Das Ende einer Ära

Januar 2006
Ich werde unsanft aus dem Schlaf gerissen. „[Ariel] Sharon ist schon wieder im Krankenhaus. Er wird gerade operiert. Jetzt stirbt er bestimmt.“ Mein Mann ist völlig bestürzt, und ich bin, obwohl schlaftrunken, gleichermassen betroffen. „Aber er ist der einzige, der wirklich etwas bewirken kann!“ ist der erste Gedanke, der mir kommt. „Er darf doch jetzt nicht einfach gehen.“ Es ist weit nach Mitternacht.
Am nächsten Morgen stürze ich als erstes zum PC, um im Internet Nachrichten zu lesen. Keine Neuigkeiten. Die Ärzte operieren noch. Es ist kurz nach 6. Auf dem Weg zur Arbeit lausche ich angestrengt den 7 Uhr Nachrichten. Die OP ist beendet, jetzt heißt es Abwarten. Der Gesundheitszustand des Premierministers wird als ernst, aber stabil bezeichnet.
Im Büro gibt es kaum ein anderes Thema. Alle sind gleichermaßen besorgt. Dennoch lasse ich hier Vorsicht walten, denn zu viel Mitgefühl verrät sehr schnell politische Einstellungen, und ich bin gerade wirklich nicht in der Laune, heiße Diskussionen zu führen. So schleppt sich eine Nation durch den ersten Tag nach Ariel Sharons erneuter Einlieferung ins Krankenhaus: fassungslos, deprimiert, aber mancherorts vielleicht auch mit einem leisen Anflug von verhaltener Hoffnung und Freude.

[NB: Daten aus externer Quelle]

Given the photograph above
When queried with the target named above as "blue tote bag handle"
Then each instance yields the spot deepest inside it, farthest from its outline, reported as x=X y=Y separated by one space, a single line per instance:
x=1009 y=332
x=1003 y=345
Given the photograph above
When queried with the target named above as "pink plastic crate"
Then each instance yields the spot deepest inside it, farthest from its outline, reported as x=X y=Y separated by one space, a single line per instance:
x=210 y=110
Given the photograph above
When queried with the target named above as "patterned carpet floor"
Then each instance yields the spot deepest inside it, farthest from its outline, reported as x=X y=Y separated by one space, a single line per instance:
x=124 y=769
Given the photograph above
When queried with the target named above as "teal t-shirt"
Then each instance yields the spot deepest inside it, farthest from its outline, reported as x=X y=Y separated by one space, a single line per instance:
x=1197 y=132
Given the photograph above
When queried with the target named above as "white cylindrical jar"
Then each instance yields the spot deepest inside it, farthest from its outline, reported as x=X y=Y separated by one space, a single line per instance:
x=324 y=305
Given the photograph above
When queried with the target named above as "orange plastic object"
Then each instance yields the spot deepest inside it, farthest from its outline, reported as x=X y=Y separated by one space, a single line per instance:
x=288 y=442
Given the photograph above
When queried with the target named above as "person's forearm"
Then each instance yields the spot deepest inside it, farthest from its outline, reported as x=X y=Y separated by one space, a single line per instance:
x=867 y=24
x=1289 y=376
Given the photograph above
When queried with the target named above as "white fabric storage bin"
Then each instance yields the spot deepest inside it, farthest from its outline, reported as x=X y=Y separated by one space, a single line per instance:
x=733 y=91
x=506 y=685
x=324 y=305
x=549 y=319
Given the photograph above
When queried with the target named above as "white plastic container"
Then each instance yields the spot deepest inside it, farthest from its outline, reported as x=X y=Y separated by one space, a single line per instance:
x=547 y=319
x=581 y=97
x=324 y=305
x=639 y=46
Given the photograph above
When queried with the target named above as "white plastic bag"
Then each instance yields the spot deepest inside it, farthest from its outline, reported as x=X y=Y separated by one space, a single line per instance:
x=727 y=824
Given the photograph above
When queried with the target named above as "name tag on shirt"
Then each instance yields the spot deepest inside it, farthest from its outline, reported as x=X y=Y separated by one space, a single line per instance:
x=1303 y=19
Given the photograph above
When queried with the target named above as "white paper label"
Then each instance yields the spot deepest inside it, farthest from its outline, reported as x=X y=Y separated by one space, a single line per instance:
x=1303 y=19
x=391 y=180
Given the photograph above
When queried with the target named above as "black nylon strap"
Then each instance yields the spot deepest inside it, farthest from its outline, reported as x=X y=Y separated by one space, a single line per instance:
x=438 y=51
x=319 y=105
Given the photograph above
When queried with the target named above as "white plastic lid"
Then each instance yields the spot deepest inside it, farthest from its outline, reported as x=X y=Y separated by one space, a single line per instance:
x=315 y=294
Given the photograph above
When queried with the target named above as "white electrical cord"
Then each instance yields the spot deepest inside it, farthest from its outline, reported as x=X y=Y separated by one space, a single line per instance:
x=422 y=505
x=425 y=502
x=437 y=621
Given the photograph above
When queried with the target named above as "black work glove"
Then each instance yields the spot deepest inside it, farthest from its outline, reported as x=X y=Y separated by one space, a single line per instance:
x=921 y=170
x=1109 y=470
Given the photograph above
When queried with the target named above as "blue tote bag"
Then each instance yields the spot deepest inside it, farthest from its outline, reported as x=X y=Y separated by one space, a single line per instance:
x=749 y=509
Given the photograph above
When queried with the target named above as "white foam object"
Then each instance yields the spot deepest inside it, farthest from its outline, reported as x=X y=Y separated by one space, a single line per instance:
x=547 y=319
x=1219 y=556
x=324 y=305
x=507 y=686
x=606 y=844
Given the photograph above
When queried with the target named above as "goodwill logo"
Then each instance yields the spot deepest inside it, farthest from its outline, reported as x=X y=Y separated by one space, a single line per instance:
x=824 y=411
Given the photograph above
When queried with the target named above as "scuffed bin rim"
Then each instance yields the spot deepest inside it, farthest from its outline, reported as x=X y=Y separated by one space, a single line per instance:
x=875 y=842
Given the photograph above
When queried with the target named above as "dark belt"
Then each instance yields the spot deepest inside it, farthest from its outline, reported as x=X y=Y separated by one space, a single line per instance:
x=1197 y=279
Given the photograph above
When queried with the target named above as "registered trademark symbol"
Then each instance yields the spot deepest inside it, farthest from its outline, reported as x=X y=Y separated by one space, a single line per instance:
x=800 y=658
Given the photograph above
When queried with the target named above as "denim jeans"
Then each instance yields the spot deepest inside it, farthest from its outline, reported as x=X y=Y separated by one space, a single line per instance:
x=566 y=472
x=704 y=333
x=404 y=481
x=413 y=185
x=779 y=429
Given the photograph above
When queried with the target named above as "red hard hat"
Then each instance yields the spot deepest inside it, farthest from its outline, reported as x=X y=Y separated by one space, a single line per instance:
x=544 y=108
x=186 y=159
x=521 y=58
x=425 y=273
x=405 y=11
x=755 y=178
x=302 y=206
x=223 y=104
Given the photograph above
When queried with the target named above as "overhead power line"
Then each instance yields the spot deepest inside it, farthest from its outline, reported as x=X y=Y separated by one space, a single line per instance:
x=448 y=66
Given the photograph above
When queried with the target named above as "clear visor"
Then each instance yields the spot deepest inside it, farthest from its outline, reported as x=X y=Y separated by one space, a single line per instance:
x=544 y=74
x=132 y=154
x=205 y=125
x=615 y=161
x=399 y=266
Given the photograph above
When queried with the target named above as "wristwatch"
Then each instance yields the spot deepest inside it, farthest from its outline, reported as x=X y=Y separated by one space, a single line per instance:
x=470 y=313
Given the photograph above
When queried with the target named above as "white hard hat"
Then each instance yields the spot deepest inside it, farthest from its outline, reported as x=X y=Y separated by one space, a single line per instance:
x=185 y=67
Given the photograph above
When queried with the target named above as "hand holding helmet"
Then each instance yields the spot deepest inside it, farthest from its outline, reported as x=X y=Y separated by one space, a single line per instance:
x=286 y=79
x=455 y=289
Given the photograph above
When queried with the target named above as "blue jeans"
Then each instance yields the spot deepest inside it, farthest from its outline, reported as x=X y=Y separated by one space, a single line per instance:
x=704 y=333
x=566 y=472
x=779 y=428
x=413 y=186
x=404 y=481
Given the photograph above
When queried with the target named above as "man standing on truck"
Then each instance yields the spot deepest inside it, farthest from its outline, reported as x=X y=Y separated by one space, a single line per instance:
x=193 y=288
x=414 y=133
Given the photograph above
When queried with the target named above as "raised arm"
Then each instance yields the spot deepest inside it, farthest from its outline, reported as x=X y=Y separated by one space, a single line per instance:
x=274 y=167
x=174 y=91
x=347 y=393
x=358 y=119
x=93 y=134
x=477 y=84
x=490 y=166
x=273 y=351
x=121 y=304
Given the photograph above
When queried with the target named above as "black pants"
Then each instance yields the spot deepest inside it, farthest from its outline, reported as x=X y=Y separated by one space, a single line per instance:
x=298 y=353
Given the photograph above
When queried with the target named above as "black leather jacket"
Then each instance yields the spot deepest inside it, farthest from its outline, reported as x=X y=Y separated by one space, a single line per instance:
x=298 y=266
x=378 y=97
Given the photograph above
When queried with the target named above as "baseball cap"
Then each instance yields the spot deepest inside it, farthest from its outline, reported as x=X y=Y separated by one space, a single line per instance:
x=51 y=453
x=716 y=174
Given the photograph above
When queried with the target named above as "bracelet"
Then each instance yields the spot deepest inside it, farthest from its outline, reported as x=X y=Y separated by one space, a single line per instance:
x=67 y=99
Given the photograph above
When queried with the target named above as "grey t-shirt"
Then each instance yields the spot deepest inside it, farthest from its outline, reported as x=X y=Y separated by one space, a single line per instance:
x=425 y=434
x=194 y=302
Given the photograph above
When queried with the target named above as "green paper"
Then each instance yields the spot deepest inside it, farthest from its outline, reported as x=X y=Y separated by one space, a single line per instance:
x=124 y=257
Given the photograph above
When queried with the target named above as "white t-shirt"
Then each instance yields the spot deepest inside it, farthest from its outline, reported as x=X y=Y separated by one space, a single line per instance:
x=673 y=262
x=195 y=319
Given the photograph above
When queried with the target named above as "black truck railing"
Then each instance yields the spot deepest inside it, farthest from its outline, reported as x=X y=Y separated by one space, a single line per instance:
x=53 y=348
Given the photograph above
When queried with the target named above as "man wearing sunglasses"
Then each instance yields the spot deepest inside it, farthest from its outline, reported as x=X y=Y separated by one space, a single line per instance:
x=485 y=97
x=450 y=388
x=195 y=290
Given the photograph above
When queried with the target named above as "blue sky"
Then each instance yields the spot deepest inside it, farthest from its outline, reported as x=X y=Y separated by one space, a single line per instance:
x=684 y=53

Fünf Jahre zuvor: In den ersten Herbstagen des Jahres 2000 fahre ich mit meinem jetzigen Mann von Galilea zurück in die Küstenebene. Bereits seit zwei Tagen herrschen Unruhen im Land, scheinbar ausgelöst durch eine einzige Person, noch dazu jemand, dessen Namen ich noch nie zuvor gehört habe: Ariel Sharon.
Protestierend blockieren die israelischen Araber Kreuzungen mit brennenden Reifen, werfen Steine. Statt unser Wochenende im grünen Norden zu genießen, haben wir die meiste Zeit vor dem Fernseher verbracht, um die Aufstände zu verfolgen. Jetzt müssen wir unsere Route ändern, um belagerte Kreuzungen zu vermeiden.
Wenige Tage danach sitze ich im Flugzeug zurück nach Deutschland. Dort kämpfe ich mit der Vollendung meiner Magisterarbeit, doch im Hintergrund flimmern stundenlang Bilder von CNN oder N-TV über den Fernsehbildschirm. Ständig neue Hiobsbotschaften. Die Unruhen wollen kein Ende nehmen. Tag und Nacht verfolge ich die Nachrichten, sorge mich um Shai und seine Familie, sein Land. Aus der Ferne erscheint mir alles noch viel schlimmer. Die räumliche Distanz wirkt wie ein Exponent.
Im November 2000 gibt es die ersten vorsichtigen „Hochrechnungen“—diese Intifada werde vermutlich noch mindestens ein Jahr dauern. Ich bin völlig ausser mir, und das nicht nur, weil ich plane, im April des kommenden Jahres meine Koffer zu packen. All das wegen des provokativen Betretens des Tempelberges durch Ariel Sharon? Das finde ich entschieden übertrieben.
Heute, im Januar 2006, zittert eine ganze Nation um den einstigen „Bulldozer“. Schon schien ein wenig Ruhe zum Greifen nahe, wie ein dünner Silberstreif am Horizont. Zehn Jahre nach der Ermordung Yitzchak Rabins hatte der Friedensprozeß endlich wieder an Momentum gewonnen. Jetzt steht alles erneut in den Sternen. Hoffnungen scheinen zerschlagen. Wer außer Ariel Sharon hätte die Kraft, die Entschlossenheit, und die Überzeugung, in dieser Region wirklich etwas zu bewirken?
Inzwischen widmen sich die Medien wieder anderen Schlagzeilen. Der politische Aparat mahlt weiter, Ehud Olmer plant seine erste USA Reise, und die Wahlen im März werden wohl stattfinden—doch eine Ära neigt sich unweigerlich dem Ende zu. Wieder einmal können wir nur abwarten.